Severe Economic Hardship
Sometimes, unforeseen changes in your financial circumstances can make paying tuition and living expenses extremely difficult.
If severe economic hardship happens, you may apply to the United States Citizenship and Immigration Services (USCIS) for authorization to work off-campus.
F-1 students are only allowed to work off campus when pre-approved by USCIS.
Eligibility & Other Requirements
To be eligible under "severe economic hardship", a student must:
- Be in valid F-1 status for at least one academic year (9 months)
- Be in good academic standing
- Provide evidence of economic hardship based on unforeseen circumstances beyond the student's control. Retirement of your sponsor is not a valid reason to apply.

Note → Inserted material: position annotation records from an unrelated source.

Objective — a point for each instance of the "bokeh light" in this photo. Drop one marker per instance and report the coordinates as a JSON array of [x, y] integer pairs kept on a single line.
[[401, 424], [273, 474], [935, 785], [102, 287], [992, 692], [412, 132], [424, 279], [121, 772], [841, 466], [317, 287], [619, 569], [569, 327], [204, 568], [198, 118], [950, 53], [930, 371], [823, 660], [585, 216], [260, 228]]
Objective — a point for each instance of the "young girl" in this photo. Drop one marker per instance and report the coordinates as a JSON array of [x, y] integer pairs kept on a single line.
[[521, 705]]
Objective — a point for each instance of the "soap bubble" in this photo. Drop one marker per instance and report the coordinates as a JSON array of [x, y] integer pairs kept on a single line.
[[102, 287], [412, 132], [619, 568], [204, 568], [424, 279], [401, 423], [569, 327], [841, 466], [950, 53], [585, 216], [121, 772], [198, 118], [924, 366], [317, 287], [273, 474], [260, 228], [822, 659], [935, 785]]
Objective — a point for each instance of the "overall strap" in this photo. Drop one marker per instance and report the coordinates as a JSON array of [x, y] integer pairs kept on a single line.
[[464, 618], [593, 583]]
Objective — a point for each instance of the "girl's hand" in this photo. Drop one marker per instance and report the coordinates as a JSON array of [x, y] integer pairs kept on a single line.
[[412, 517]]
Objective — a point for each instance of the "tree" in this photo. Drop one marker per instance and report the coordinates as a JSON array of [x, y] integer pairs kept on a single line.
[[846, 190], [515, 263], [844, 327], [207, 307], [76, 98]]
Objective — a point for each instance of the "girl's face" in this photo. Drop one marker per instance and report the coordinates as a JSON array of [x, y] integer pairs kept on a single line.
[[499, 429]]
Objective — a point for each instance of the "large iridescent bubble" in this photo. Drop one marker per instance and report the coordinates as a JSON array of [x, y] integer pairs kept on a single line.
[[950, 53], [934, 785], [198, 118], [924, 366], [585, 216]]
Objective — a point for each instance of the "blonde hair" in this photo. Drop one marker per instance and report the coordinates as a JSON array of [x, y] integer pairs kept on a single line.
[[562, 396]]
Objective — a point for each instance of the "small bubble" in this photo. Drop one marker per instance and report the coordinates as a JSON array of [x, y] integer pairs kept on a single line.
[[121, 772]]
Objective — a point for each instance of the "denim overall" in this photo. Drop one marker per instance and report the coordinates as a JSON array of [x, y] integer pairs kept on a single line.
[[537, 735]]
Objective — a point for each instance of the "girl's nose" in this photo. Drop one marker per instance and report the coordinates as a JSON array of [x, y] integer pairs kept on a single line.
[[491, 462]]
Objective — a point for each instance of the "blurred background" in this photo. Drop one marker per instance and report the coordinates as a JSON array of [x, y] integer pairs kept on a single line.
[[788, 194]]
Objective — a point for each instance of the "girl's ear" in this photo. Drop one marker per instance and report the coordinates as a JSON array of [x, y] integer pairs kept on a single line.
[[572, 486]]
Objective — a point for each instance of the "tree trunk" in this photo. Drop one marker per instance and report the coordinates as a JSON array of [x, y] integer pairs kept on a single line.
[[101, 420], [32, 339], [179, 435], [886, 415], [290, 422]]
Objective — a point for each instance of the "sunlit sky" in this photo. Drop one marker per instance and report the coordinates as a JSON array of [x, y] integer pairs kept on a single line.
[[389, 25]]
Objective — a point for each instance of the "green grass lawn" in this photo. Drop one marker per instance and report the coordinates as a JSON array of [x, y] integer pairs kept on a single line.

- Show that on-campus employment is neither available nor sufficient
- Make a good faith effort to locate employment on campus before applying
Off-campus employment due to severe economic hardship is granted by USCIS for one year at a time or until the program end-date, whichever is shorter.
You cannot begin employment until you receive the EAD from USCIS. Your work authorization ends when you transfer your SEVIS record to another institution.
Hours per Week
Students are not allowed to work more than 20 hours per week while classes are in session. During summer and winter break periods, students may work full-time.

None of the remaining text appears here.